Show me where you grew up, she implored. So I did. Together, Renae and I packed our SUV and headed West in the dead of Winter, away from Colorado’s Front Range, toward Ogden, one day’s drive. We sped along I-80, passing forlorn little towns with forlorn names like Green River and Rock Springs.
As the Winter sun receded, our path jogged around Park City and down Parley’s Canyon, then into Salt Lake City’s business district. There, we took a hotel near the Mormon temple. I grew up Mormon, less than an hour’s drive from this spot.
California’s Governor Leland Stanford drove the commemorative Golden Spike at Utah’s Promontory Point in 1869. What previously had been a schooner journey around the tip of Argentina, overnight became a rail journey of less than four-days, from San Francisco’s Bay area all the way to New York City. From that moment, my home town of Ogden emerged as a transcontinental rail hub.
Buss, as our family called our dad, was a Union Pacific brakeman and part-time shop keeper, although Sawyer’s Variety Store never amounted to much prior to its shuttering in my senior year of high school. Not many years later, Ogden’s rail anchor began to falter also. No more passenger service. And there was diminishing need for Ogden’s rail yards since many freight trains bypassed it to connect directly through SLC.
Ogden was always different from SLC though. In its heyday, transcontinental railroading made Ogden unique; a commercial and cultural center servicing itinerant rail cars, sometimes harboring contraband including Prohibition-era whisky.
Can I see your ID? asked the officious 60-something desk clerk at SLC’s Little America Hotel. Of course. We produced Colorado driver’s licenses and credit cards issued to different surnames at different addresses.
Next, after assigning a room, she noticed and commented on our matching wedding bands. Nice rings you’re wearing, she muttered. What an unusual comment, Renae later mused. By then our room had been assigned and there was no going back. It’s location? In a renovated back corner of what used to be Covey’s Motor Inn during the 1960’s. Renae humorously dubbed this sparsely lit corridor the hotel’s “harlot corner.”
I’m an early riser and depart at daybreak for coffee and a workout.
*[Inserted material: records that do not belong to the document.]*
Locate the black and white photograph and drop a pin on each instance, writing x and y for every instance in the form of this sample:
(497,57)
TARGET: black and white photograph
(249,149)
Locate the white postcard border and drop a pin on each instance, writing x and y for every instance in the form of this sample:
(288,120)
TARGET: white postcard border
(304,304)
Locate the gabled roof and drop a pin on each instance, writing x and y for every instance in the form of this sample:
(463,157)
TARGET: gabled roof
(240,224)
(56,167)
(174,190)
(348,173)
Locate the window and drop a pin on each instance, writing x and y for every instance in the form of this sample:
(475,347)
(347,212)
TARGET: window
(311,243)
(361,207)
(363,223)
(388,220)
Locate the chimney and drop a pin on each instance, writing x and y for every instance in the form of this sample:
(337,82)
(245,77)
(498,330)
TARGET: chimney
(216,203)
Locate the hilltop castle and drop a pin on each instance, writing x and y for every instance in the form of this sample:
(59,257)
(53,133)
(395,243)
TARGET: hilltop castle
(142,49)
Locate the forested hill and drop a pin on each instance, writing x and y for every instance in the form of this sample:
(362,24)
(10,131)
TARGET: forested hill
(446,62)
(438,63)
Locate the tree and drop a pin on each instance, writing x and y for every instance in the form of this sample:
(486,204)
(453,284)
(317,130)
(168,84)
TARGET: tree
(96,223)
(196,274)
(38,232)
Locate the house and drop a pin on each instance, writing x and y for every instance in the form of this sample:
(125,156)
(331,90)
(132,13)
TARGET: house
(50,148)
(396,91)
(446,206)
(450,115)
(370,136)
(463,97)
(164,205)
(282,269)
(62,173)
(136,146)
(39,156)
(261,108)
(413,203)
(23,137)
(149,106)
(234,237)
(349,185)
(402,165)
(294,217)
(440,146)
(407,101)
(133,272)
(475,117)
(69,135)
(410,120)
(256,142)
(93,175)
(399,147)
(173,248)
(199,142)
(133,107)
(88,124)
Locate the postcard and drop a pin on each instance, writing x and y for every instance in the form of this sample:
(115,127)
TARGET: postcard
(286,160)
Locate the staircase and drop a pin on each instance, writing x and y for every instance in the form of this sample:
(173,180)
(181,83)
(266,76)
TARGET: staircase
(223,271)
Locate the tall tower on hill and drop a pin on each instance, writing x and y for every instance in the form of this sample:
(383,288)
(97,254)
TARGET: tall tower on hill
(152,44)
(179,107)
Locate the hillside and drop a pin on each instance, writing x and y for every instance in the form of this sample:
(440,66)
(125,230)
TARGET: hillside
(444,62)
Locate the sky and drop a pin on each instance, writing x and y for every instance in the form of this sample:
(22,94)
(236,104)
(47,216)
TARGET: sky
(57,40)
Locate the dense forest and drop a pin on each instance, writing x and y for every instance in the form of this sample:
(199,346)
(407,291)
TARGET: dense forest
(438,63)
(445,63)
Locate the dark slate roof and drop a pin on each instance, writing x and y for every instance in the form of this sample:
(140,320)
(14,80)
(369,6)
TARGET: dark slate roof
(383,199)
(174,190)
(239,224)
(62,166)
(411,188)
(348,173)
Upon returning, Renae recounted a tale of someone’s unwelcome sexual experience filtering vicariously into our room. Was it an actual Utah dalliance, she humorously wondered.
Humor aside, one cannot visit Utah without encountering the in-your-face assertion of Nineteenth Century sex roles and mores. Among these, Salt Lake Tribune reporter Becky Jacobs describes various discontinuities faced by Utah women. On the plus side, Utah became an early adopter—the 17th state to ratify the Constitutional amendment granting women the right to vote, even ahead of neighboring California.
But on the minus side, vexing discontinuities abound. Amongst the fifty states it is virtually dead last, behind only Louisiana, with America’s largest gender pay gap. Jacobs also describes how low wages and inflexible gender roles imposed by Utah’s ubiquitous Mormon culture turn the heads of outsiders. For instance, Utah women report rigid cultural sex roles to be amongst the greatest challenges they face, Jacobs observes.